With few exceptions, every table should have a clustered index defined on the column, or columns, that offer the following:
- Can be used for frequently used queries.
- Provide a high degree of uniqueness.
- Can be used in range queries.
. . .
Generally, you should define the clustered index key with as few columns as possible. Consider columns that have one or more of the following attributes:
- Are unique or contain many distinct values
- Are accessed sequentially
- Used frequently to sort the data retrieved from a table
- Defined as IDENTITY because the column is guaranteed to be unique within the table
I personally find these guidelines sound but I also think some DBA construct them as "you must have a clustered index on an identity column" missing a couple of key words in Microsoft's documentation like "with few exceptions
" and "columns that have one or more of the following attributes
My interpretation of the guidelines goes like: a clustered index is helpfull if chosen column is used in certain ways and is already defined in certain ways - which may (or may not) include the fact of already being of the identity datatype.
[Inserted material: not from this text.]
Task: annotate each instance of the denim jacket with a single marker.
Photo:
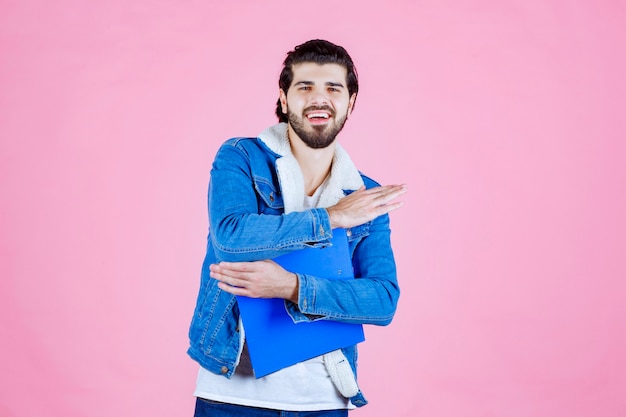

The guidelines aren't really sound; for example "can be used on range queries" really means "make things which are used close together live close together in the index" which, in an OLTP system, may have nothing to do with range queries (for example if I have a small numer of interactive users and a system where menus are constructed from text in a database, it's a good idea to cluster on language - if someone's using French menus he or she will probably continue to do so, and having the same text in 104 languages in cache just because it's been pulled in in French isn't useful: there's no range query involved there); the same text example blows away the "high degree of uniqueness" guideline (if it said "sets of columns" which had that property it would be sound, but it says "coumns" not "sets of columns"). The statement about identity columns is just plain false (duplicates can and do occur if uniqueness is not enforced by a constraint).
Hope this brings fresh air to the so called debate - I know it's almost impossible to end it :-D
I think it's about as likely to end as our longest thread.